According to the police, the recommendations likely to be made include closing doors of moving buses, using bigger rear-view mirrors and manning of gates by a bus employee. Cops will initially ask the passengers of a crowded bus to get off if they feel there is a risk. Cops said they will now educate both bus operators and passengers in this respect.
A recent analysis has revealed 19 accidents in the past two months happened due to passengers either getting off moving buses or coming in front of a bus after standing on the footboard and falling off. The last such accident, before the one that happened on Friday, had a 46-year-old tailor losing his arm after it was ripped off when his elbow got caught between the vehicle and a building. He, too, was standing on the footboard of a government bus that was negotiating a narrow and congested road in Haridevpur.
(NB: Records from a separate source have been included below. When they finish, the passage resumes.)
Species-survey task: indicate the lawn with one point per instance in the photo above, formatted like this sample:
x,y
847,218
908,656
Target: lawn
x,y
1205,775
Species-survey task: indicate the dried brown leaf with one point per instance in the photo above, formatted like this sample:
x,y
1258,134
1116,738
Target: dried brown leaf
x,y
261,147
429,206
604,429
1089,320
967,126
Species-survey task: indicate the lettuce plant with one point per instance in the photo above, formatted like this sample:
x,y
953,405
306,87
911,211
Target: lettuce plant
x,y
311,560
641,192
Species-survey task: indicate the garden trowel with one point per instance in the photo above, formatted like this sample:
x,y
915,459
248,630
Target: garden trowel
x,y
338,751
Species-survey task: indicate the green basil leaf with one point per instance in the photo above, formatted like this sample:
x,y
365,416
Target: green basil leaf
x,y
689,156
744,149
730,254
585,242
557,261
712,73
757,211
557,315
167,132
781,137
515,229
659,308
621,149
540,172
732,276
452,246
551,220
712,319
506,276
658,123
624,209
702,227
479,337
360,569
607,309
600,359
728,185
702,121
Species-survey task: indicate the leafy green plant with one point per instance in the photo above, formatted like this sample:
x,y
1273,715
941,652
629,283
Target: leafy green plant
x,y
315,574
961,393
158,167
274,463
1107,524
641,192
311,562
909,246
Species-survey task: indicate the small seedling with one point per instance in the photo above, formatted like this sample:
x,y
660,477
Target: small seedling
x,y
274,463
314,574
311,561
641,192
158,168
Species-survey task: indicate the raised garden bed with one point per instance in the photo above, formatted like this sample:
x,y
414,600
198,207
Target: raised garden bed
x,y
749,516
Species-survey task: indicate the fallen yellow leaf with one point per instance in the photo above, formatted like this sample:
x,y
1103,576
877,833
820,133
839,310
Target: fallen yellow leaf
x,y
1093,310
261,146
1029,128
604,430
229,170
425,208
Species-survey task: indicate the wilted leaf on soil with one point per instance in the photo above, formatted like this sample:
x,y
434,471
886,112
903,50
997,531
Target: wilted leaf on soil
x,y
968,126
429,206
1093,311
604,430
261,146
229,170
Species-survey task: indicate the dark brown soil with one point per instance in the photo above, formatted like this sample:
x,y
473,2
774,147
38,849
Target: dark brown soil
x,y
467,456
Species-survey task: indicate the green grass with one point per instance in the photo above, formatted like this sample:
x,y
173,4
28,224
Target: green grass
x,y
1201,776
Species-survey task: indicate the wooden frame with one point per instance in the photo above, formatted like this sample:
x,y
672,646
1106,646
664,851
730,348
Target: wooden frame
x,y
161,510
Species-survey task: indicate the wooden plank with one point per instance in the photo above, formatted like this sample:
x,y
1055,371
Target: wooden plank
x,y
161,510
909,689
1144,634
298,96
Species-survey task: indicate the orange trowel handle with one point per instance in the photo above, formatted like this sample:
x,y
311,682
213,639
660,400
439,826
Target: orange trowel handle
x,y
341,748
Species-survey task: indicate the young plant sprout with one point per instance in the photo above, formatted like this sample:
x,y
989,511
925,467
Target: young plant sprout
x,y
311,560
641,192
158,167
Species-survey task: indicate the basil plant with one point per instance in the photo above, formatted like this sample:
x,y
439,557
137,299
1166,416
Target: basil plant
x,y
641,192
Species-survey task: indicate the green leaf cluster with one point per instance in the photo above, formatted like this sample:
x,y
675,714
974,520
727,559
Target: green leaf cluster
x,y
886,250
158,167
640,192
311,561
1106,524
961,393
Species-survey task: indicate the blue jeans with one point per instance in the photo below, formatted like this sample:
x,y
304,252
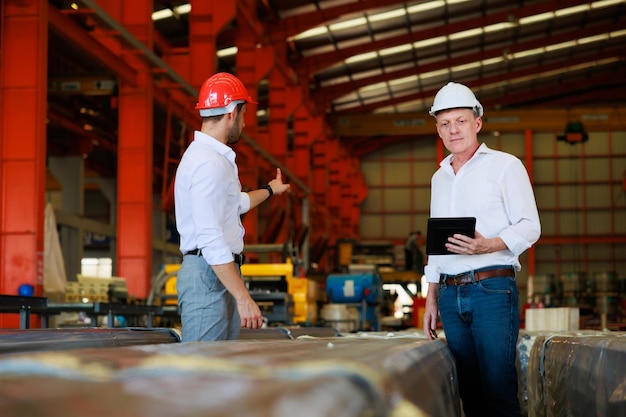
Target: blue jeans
x,y
208,311
481,325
“We will begin a special drive in this regard. The aim is to inculcate the best practices,” said DC (traffic) Santosh Pandey. The police said they will be speaking to transport experts and even bus manufacturers in this connection. “The AC buses are the best option. But it is the private sector that we want to regulate,” said an officer.
A senior transport department officer said they can merely advise the private bus employees to maintain vigil at the gates. “The Motor Vehicles Act does not allow us to fix door policies. Given the make of buses at present, shut doors is not a feasible option,” said an officer.
Tapan Banerjee of the Joint Council of Bus Syndicate said they were open to increasing the security of passengers. “The closed-door policy is not feasible, but we can certainly install larger rear-view mirrors. The helpers used to be our backbone at the gates, but rising costs and government apathy has forced us to abandon that system,” said Banerjee.
“Several measures — from organizing special squads to carry out random checks on the road to keeping tabs on bus drivers and holding them accountable — have been initiated. We need some more time for these steps to bear fruit,” said an IPS officer.
The police had earlier prepared a database of commercial bus drivers. “Unlike in the past when we concentrated on traffic offences committed by one vehicle, we will concentrate on the offences committed by the bus driver. Thus, identifying repeat offenders will become easier and more scientific. But now, with drivers delegating duty to conductors and helpers, this purpose of noting down their numbers might get affected,” said a senior cop.